Glad RAGs - To vector database or not to vector database, that is the question
Published:
Content Copyright © 2024 Bloor. All Rights Reserved.
Also posted on: Bloor blogs
There has been a torrent of interest in generative AI since the release of ChatGPT in November 2022. Corporations have been eager to explore the potential for using large language models (LLMs) in many industries and applications, from customer service chatbots to programming assistants and more. However, for many use cases it is clear that for an LLM to be useful it needs to have intimate knowledge of the business of a company. For example, a customer service chatbot that does not know the history of a customer or their orders is going to be of little use in resolving a query about an order. For this reason, companies have started to try to augment the knowledge of LLMs by exposing them to company-specific datasets. These might be customer databases or product specifications or engineering drawings, for example. A customer might take an LLM such as Llama or Mistral and then supplement it with such company-specific information, a technique known as retrieval-augmented generation (RAG).
However, an LLM cannot just look at a few existing documents directly and immediately become an expert in a subject. They like to ingest data in the form of ordered lists of numbers called vectors. A document such as a PDF or the text from a website can be converted into vectors by splitting the text into manageable chunks and then converting these into numerical representations: vectors. The vectors are rather like co-ordinates on a kind of semantic map: similar concepts are assigned numbers that will be near each other on the map, whereas completely different concepts will be farther away. A query to a vector database will result in answers that relate to a particular concept, drawing on the data that has been ingested into the database.

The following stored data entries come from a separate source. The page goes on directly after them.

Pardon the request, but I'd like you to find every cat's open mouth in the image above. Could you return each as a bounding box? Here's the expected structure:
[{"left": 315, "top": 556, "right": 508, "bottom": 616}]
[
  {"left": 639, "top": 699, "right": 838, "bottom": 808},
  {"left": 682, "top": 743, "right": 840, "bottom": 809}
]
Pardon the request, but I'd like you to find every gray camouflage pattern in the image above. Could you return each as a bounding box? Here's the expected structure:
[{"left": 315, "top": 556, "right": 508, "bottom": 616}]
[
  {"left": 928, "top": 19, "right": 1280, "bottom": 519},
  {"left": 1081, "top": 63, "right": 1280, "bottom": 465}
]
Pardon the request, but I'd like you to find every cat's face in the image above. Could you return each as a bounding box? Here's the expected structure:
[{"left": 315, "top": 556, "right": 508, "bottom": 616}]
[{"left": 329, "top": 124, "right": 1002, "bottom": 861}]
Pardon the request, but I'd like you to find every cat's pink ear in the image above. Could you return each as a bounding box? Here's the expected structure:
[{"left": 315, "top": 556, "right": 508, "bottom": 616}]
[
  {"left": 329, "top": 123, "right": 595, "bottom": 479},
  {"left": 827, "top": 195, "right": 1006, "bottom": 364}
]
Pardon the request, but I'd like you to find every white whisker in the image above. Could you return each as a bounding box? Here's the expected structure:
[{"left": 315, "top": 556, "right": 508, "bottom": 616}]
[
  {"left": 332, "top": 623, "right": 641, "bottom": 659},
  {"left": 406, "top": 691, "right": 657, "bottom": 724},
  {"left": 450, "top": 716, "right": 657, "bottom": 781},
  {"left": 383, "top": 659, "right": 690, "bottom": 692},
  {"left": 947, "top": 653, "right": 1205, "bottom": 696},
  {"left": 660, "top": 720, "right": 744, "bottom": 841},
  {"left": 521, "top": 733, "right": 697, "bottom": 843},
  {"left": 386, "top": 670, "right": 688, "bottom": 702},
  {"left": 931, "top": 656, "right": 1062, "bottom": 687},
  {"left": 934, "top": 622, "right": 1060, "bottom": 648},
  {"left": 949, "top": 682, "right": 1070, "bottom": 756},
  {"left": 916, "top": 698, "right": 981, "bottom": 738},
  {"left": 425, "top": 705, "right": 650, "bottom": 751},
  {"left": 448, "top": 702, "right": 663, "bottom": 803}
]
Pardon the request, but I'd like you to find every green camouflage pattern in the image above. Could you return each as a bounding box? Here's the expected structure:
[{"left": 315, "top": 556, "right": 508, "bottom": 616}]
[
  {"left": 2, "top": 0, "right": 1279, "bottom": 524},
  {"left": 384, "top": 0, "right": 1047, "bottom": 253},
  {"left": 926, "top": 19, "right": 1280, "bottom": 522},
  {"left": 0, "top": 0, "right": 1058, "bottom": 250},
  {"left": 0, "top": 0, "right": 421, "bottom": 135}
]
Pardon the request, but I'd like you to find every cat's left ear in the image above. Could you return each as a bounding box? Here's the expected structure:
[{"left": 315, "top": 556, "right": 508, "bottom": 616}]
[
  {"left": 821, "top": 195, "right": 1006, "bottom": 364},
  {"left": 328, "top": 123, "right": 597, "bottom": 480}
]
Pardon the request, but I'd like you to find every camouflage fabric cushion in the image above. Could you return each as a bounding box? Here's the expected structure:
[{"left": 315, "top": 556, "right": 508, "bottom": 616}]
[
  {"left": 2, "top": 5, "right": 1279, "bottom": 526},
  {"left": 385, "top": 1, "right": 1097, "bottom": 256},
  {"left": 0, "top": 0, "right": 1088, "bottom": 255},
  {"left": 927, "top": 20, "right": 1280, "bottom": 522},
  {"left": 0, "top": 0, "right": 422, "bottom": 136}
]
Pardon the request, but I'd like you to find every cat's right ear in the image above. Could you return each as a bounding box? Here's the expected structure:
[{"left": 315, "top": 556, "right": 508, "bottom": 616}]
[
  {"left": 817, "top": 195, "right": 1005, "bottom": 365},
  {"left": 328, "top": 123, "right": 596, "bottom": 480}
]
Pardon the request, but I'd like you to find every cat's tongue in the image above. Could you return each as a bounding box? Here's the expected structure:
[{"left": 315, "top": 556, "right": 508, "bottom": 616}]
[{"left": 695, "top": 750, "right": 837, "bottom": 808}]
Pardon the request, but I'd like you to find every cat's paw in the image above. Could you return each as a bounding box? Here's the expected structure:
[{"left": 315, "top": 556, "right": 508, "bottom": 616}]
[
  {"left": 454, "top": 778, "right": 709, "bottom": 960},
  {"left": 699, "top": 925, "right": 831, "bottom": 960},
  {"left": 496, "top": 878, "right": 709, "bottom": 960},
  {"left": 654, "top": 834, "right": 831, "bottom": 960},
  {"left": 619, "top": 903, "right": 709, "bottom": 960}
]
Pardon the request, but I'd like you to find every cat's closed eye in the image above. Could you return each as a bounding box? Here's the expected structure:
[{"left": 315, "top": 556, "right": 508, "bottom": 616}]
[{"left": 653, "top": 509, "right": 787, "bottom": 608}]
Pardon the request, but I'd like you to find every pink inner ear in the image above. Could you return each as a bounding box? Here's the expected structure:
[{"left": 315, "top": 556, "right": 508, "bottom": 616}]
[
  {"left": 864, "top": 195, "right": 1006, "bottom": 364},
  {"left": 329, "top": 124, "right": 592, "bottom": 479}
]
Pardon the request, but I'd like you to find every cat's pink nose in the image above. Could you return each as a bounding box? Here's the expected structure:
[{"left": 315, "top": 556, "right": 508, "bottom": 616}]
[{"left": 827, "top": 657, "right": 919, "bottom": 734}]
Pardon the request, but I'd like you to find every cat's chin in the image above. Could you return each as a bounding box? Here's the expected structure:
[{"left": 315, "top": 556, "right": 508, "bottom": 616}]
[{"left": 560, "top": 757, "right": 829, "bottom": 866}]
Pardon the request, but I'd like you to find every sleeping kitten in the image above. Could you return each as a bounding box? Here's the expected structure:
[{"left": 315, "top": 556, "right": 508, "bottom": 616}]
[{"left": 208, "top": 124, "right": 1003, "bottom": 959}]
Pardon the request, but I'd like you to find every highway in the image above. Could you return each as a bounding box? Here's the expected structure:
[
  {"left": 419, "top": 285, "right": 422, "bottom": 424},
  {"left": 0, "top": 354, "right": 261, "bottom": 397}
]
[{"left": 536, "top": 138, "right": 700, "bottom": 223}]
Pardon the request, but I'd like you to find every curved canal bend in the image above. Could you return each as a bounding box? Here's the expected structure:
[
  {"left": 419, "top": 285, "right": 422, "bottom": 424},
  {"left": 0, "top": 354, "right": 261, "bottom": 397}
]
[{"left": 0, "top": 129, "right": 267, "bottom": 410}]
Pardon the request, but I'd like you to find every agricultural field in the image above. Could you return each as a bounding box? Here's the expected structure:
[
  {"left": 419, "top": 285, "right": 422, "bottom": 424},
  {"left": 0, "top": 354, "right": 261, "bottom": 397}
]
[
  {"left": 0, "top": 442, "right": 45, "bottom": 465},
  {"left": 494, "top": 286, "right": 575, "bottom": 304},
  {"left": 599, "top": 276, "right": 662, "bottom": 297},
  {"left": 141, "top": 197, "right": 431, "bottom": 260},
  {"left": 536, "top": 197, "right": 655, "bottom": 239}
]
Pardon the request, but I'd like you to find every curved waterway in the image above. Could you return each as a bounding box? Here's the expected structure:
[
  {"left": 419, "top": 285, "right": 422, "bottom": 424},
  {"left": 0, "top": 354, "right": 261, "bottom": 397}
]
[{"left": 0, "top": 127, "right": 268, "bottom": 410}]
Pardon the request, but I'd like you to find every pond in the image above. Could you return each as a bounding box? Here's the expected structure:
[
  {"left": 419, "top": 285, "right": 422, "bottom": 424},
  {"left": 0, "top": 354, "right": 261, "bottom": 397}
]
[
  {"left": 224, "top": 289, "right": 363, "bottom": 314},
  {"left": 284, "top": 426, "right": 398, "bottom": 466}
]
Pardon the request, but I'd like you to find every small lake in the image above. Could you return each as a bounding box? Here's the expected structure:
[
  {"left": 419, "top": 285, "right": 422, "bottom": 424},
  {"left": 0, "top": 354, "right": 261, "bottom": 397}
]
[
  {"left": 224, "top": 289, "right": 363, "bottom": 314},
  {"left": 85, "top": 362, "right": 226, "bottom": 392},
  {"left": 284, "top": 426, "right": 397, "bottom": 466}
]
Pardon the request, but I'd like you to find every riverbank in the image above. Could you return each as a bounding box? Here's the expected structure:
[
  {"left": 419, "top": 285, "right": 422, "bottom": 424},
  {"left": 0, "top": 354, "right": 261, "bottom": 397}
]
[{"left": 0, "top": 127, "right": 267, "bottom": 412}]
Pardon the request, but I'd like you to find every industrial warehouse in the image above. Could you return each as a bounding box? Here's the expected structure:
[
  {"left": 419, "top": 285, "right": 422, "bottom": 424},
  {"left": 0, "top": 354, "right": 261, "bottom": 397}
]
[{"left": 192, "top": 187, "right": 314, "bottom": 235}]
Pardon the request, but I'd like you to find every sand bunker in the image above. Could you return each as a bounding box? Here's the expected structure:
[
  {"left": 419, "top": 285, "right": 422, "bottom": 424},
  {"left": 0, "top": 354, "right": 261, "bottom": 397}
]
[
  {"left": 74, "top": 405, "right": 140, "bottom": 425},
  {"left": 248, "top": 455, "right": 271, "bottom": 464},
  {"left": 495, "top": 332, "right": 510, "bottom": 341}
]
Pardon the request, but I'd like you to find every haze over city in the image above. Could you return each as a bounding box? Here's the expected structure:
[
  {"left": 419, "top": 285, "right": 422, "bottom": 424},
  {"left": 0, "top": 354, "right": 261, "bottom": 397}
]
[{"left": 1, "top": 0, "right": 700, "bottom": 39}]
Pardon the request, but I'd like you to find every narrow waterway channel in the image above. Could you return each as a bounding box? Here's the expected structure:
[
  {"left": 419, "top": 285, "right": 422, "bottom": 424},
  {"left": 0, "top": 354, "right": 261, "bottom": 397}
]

One way of implementing RAG is to license a specialist vector database (such as Pinecone or Weaviate) and load documents into that, then apply the results of the vector search to the LLM. However this means having to deal with a brand new database, with the learning curve that implies. Another approach is to utilise a database that you may already have that happens to support vector storage and search. You will of course want to compare the performance of these different approaches: just because a database notionally supports vector searches, it does not necessarily mean that it does so well, quickly and at scale. However, the high level of interest in this area has meant that database companies have had considerable incentive to add this kind of functionality to their products, as they clearly would prefer customers to store data in their product rather than somewhere else. Consequently, existing databases like Oracle, Snowflake, Redshift, Teradata and Yellowbrick now have varying degrees of vector support. Even open-source SQL databases like Postgres now have extensions that allow vector search. As with any such choice, you need to consider many factors such as the quality of documentation, usability and administration tools as well as simply performance when choosing a solution. Clearly, it is advantageous to use a database that you already own and know how to work with than introducing a brand-new database if you possibly can.
This is a rapidly moving area, and one in which a lot of money is being invested and so will continue to change quickly. Vector databases did not exist until 2010 and were quite niche until the last few years, so you need to do careful research and test out alternatives to make sure that you end up with a solution that meets your needs, and also fits well within your current overall infrastructure.